Scientists exhaust ways to identify Sept. 11 victims



Unidentified remains have been frozen in the hope that new technology will identify the body parts.
WASHINGTON POST
NEW YORK -- They are the unknown lost, the 1,161 victims of the World Trade Center attacks whose bodies could remain forever unidentified.
New York's medical examiner said Wednesday that it was halting the painstaking job of trying to identify more remains of those who died in the 2001 attacks on the Twin Towers in Lower Manhattan. Forty-two percent of the 2,749 victims remain unidentified.
For more than three years, forensic experts labored over bone and tissue fragments, trying to extract strands of DNA to divine the identities of lost fathers, mothers, brothers, sisters and friends.
"This is a pause -- we've exhausted the limits of the technology as it exists today," said Ellen Borakove, the New York medical examiner's spokeswoman. "But the doctors have promised -- promised -- that we will never say 'case closed.'"

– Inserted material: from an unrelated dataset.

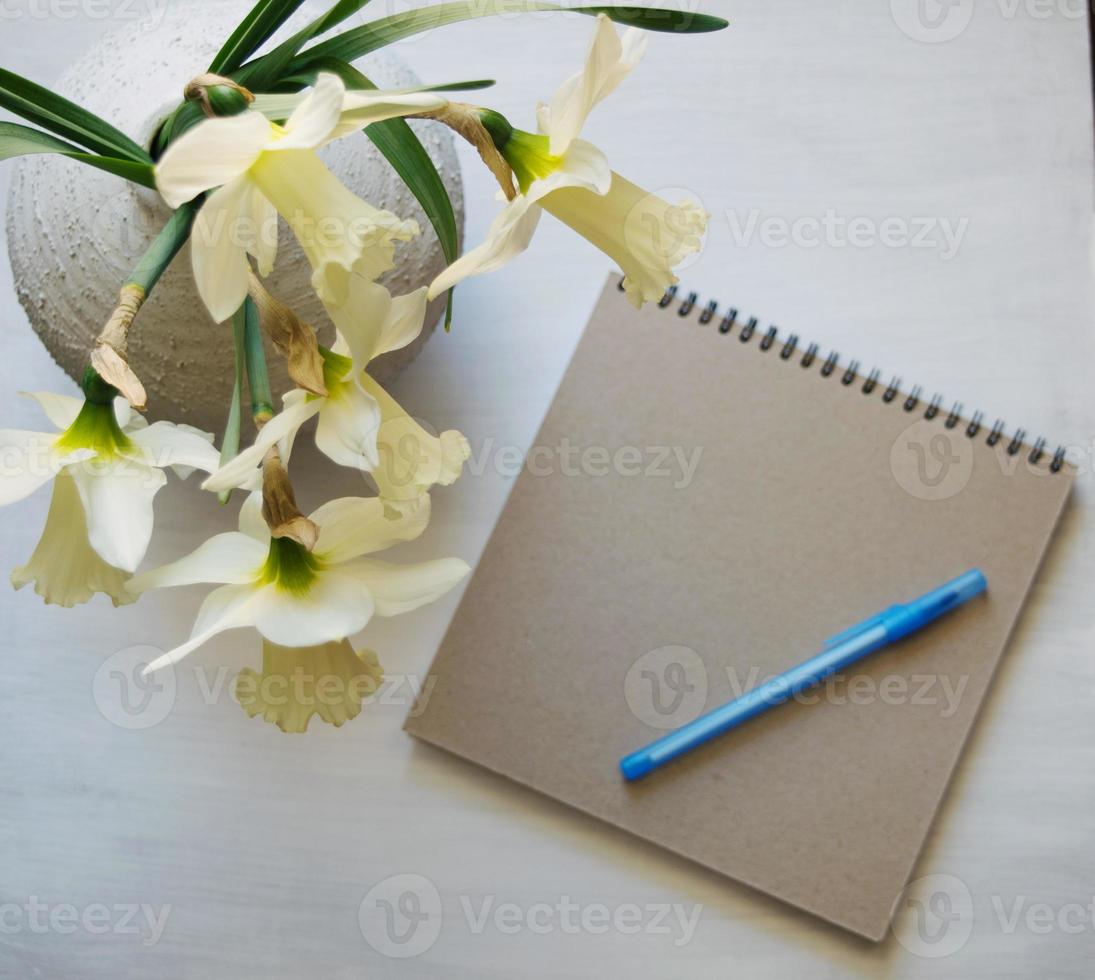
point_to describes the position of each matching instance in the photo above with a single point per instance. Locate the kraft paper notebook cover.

Staffers at the medical examiner's office had been calling and notifying families for three weeks when the news broke this week of the pause.
Not knowing
Sally Regenhard lost her son, Christian, in the collapse of the towers. He was a strapping 28-year-old firefighter with a love of painting and books, and he was at his station house in Red Hook, Brooklyn, when the emergency call came Sept. 11. Sally has no idea which tower Christian ran into.
"Oh God, it puts an end to hope that we might get some sort of answer," Regenhard said. "For me, the chance to find out what exactly happened to my son is over. For so many families of firefighters, our sons and husbands have disappeared into death."
Monica Iken's husband, Michael, was a bond broker, working on the 84th floor of the South Tower. No part of her husband has been found.
"The emptiness of not taking someone home is beyond being able to explain," said Iken, 34, who now leads September's Mission, an organization dedicated to creating a memorial. "But you also get to a point where what are you going to get back? A fragment of a person? Is that my husband?"
The city has 9,720 unidentified body parts, which biologists have freeze-dried and carefully stored, in hopes that someday new technology will allow for a re-examination.